When you have a large audience, you need to make sure everyone can hear you. No doubt, our regular followers may see the same Tweet multiple times, but we feel that the risks don’t outweigh the rewards.

Look at this garbage. If you can’t create content that resonates, just repost I guess? @hootsuite @unmarketing pic.twitter.com/52GwinkdSI

— Matthew Litwin (@mattlitwin) April 19, 2015

Risk and reward

Based on our statistics, each Tweet we send can reach a potential audience of 6.7 million followers. In actuality, only 70,000 people on average see any single Tweet we send. If you do the math, we would have to send a Tweet a minimum of 96 times before we could be sure all 6.7 million followers were to see it at least once.

This doesn’t mean that every piece of content we share with our community will be Tweeted out this often. In fact, it is our community that dictates which content we send out on a more frequent basis.

Our mission is to deliver content that supports and empowers social media practitioners. It is their actions that determine what is useful content and what has ‘jumped the shark’.

We have sent thousands of Tweets that our audience has deemed not interesting. As a result, we only Tweeted to these pieces of content a few times. Once our audience shows that it is no longer interested in a piece of content, we rotate it out of our content calendar.

What makes a successful Tweet?

We view the success of a Tweet based on a variety of factors: link clicks back to our blog; Twitter Engagement Rate; and Retweets or shares.

For us, performance is a measure of interest—even on the 150th Tweet of the same piece of outstanding content, we have found that users are still clicking the link to read the post and sharing it with friends.

Take for example this Tweet, which recorded the most link clicks for us out of any Tweet we sent in February, March or April:

7 movies that every social media lover needs to watch: http://t.co/7c9CIooyDn pic.twitter.com/Zk7ZfqGopC

— Hootsuite (@hootsuite) March 1, 2015

This particular Tweet was sent on February 28th – 73 days after the blog post was initially published. It had already been shared from @hootsuite 39 times prior, yet people were still interested in clicking on the link to read the blog post.

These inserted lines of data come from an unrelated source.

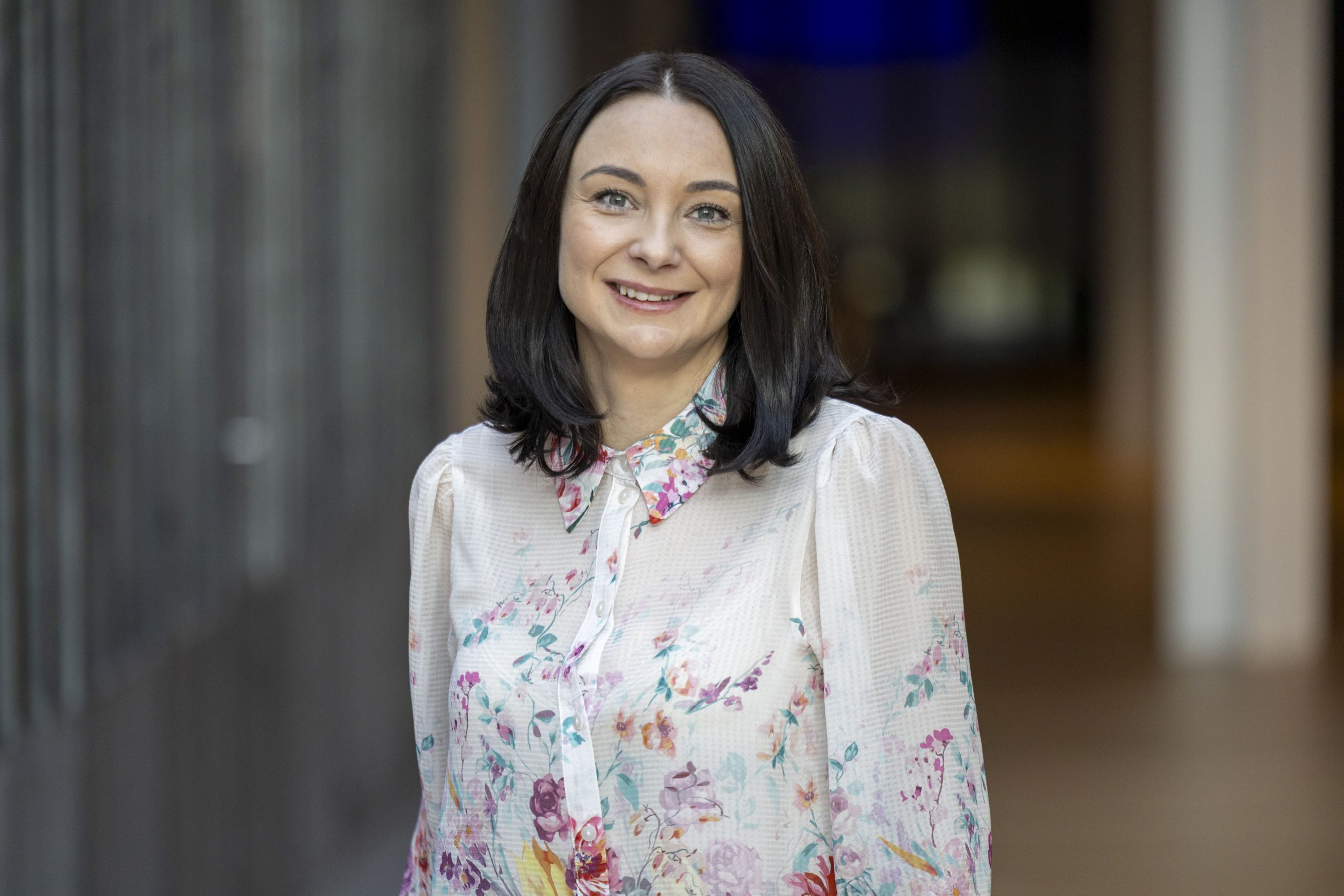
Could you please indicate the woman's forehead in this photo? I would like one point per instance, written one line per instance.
(655, 138)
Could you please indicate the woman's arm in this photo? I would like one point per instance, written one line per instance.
(432, 648)
(910, 813)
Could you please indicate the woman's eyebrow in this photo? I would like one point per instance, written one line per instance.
(699, 186)
(694, 187)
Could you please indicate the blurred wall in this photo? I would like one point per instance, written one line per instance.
(219, 276)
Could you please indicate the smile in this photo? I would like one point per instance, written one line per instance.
(643, 301)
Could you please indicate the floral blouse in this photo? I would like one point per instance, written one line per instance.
(643, 680)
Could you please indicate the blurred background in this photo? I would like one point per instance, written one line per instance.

So does it make sense to keep providing our audience something that they want to read? We think so. And the data backs up our decision.

Variety, the spice of life

Clearly, posting the same exact Tweet with the same exact image over and over again isn’t necessarily the right approach to take, either. That’s why our team has developed some internal best practices when it comes to reposting content:

  1. Vary the copy in the Tweet to find the sweetspot for what works with your audience
  2. Make changes to the image attached to the Tweet until you find one that works
  3. Alter the hashtags associated with the Tweet to reach new audiences
  4. Mix up the time and day that you post so you are connecting with your global audience

We continue to circulate through these steps. If a Tweet continues to perform above our benchmarks, we continue to keep it in rotation in our content calendar. However, over time, the content in some Tweets may become dated or stale and at that point, we retire them from our content mix.

Final Thoughts

Rules are meant to be broken! Don’t be afraid to alter your mental model on how to approach Twitter. Ultimately, a social media manager’s job is to understand his or her audience. That means delivering the content that the audience wants when they want or need it. Listening to your audience is the art of understanding your data while balancing the qualitative feedback you receive. From there, you can create the recipe that works best for you or your brand.